One of the bozos defending the rectal-examination doctor was his partner in his practice. That guy too did horrendous things but while they are true I'm not going to state them publicly. The other guy I don't know who he was but I suspect he was either paid-off to say anything or was a friend willing to protect his friend despite how bad he was.

The guy that was in the trial was literally fired from at least 3 hospitals for his questionable practice.

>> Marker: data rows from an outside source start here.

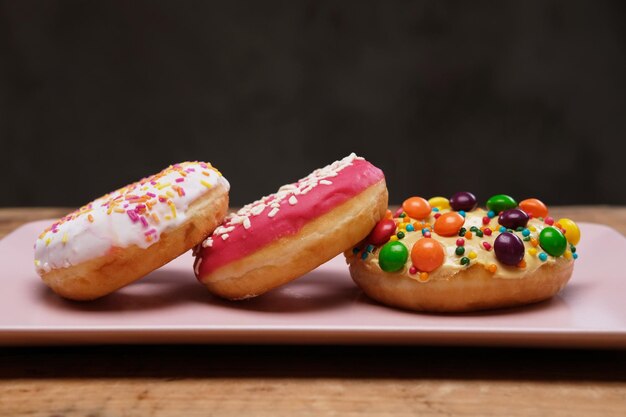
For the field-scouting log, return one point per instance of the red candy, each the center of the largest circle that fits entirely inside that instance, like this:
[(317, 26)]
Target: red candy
[(381, 233)]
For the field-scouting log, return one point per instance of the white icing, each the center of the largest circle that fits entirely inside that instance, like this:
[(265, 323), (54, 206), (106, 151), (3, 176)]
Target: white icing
[(93, 230)]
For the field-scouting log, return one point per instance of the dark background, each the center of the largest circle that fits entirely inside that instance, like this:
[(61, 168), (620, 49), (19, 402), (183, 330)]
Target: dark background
[(526, 98)]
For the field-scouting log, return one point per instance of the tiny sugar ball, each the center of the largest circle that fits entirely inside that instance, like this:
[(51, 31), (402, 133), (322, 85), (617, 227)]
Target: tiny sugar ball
[(463, 201)]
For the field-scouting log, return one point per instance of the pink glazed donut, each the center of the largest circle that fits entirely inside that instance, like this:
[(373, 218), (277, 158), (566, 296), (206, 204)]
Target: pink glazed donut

As for the 18 witnesses, even a bad doctor is going to have successes. If a doctor were to rape 50% of his patients that leaves another 50% not raped.

Mongrel b@stards!

It was this type of calculated selection of vulnerable patients, manipulation of information, and close rank behaviours that allowed my former Psychiatrist to get away with decades of emotional, physical and sexual abuse of patients. My current Psychiatrist knew who I was talking about almost as soon as I finally got up the courage to actually say his name, he'd heard the stories from his fellow practitioners a generation above him, who regarded this creep as a 'charming psychopath who had ruined the lives of far too many patients, and should have been struck off decades ago'. But this a-hole remained untouchable for all that time because 'well he's a Psychiatrist, who specialises in addiction medicine, so clearly any patient making such sordid accusations must be delusional, neurotic, attention seeking, deceitful, untrustworthy, not to be listened to under any circumstances, etc etc', and former work colleagues trying to bring forth any sort of complaints related to cruel and sadistic treatment of said patients, 'well clearly these former colleagues just didn't understand the nature of treating addiction where physical dependence was involved' (regardless of the fact that he was medically inducing such a horrendously severe and rapid withdrawal in these patients, that no one in their right mind could look at it and say it was therapeutic -- not to mention the fact that there is at least two witnessed accounts of him being seen to derive pleasure from watching the patient's distress), but it's alright, because if all else fails he'll just call in his circle of mutual back scratching, pay off taking, equally despicable rank and file dredge of the medical fraternity, who's closed ranks have allowed them to maintain a cover of respectability, and they'll suddenly reschedule everything to be at his hearing and sing his praises to the high heavens.